# White stuff normal on bulbs?



## Pureza

I've never tried live plants in my aquarium before. Recently I bought some bulbs to put in my tank. A few of them are now sprouting, but they have this white, mold looking stuff on them. Is this normal? If it isn't normal, will it hurt my fish if I put it in the tank with the plants?


----------



## trenac

Welcome, Pureza  

I not sure what you may have on the bulbs, can you take a pic? Did these bulbs come from Petco?


----------



## Pureza

I tried to take a picture, but they wouldn't come out at all. When I pull the bulb from the water, the white color disappears and leaves a slime type coat. When the bulb is in the water, it looks like a fuzzy, cottony mass. The bulbs came from Wal-Mart.


----------



## yager_ps

I had a similar experience... Don't really know the reason though. I just figured that the bulb is organic and some begins to rot. If its sprouted, I wouldn't worry about the white fuzz.

My drift wood did the same thing (I did everything wrong to prepare the wood)


----------



## trenac

It does sound like a type of mold, maybe a algae. I really not sure what to tell you, except to try to wipe it off to see if that helps.

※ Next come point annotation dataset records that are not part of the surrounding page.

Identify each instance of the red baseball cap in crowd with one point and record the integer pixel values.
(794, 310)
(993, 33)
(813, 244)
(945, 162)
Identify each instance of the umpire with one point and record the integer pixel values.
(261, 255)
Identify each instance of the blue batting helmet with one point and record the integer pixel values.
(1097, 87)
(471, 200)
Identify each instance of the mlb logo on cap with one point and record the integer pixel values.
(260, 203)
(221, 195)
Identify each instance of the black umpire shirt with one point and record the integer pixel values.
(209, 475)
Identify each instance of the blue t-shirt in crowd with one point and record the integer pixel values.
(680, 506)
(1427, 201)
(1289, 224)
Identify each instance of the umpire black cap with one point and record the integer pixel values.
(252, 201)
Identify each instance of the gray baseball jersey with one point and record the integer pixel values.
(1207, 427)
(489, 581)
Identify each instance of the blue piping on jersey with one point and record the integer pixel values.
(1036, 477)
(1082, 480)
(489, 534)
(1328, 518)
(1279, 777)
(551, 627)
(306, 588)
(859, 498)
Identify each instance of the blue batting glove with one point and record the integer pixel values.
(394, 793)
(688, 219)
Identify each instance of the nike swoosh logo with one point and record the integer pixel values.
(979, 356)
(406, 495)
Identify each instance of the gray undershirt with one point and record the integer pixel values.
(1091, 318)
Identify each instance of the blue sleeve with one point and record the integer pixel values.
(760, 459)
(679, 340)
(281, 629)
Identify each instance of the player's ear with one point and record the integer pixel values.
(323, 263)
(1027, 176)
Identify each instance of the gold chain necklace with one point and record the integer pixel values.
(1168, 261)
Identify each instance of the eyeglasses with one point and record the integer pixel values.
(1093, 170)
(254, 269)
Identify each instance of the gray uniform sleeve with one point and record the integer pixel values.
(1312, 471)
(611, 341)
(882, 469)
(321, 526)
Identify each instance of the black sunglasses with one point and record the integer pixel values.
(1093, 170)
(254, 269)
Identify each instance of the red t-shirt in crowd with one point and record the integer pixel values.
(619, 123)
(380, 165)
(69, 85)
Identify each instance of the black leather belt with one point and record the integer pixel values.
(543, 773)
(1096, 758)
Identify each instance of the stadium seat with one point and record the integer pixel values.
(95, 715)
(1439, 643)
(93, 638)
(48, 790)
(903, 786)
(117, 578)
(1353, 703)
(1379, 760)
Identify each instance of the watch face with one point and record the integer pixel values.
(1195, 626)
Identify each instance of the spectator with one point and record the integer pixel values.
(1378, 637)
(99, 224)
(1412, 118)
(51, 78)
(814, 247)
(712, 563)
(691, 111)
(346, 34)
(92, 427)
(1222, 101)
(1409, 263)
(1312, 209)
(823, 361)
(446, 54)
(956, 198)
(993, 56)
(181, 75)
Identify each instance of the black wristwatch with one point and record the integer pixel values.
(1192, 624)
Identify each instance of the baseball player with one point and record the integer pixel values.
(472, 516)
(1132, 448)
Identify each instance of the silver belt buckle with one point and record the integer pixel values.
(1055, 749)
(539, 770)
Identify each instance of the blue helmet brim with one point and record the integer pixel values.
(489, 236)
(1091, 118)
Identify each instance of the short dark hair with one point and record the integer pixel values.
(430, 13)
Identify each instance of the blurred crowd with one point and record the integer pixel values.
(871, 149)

Make sure the bulbs are submersible.

_Do you have them planted or just floating?_


----------



## Robert Hudson

It is mold most likely, and eventually the bulb will begin to rot. If the bulb is still firm and hard, hold the bulb under running cold water and gently scrub it with something like a nylon pad or toothbrush. Leave the bulb above the gravel and let the roots form from the bulb into the gravel, or only bury the bottom portion of the bulb in the gravel, enough to keep the plant upright. If the bulb is soft or squishey at all, it is a lost cause. If after a few weeks roots never develop from the bulb, then most likely you do not have bright enough light, even if the plant is still growing. The plant is growing from nutrients stored in the bulb, but once that is depleted if roots have not formed it can not draw nutrients.


----------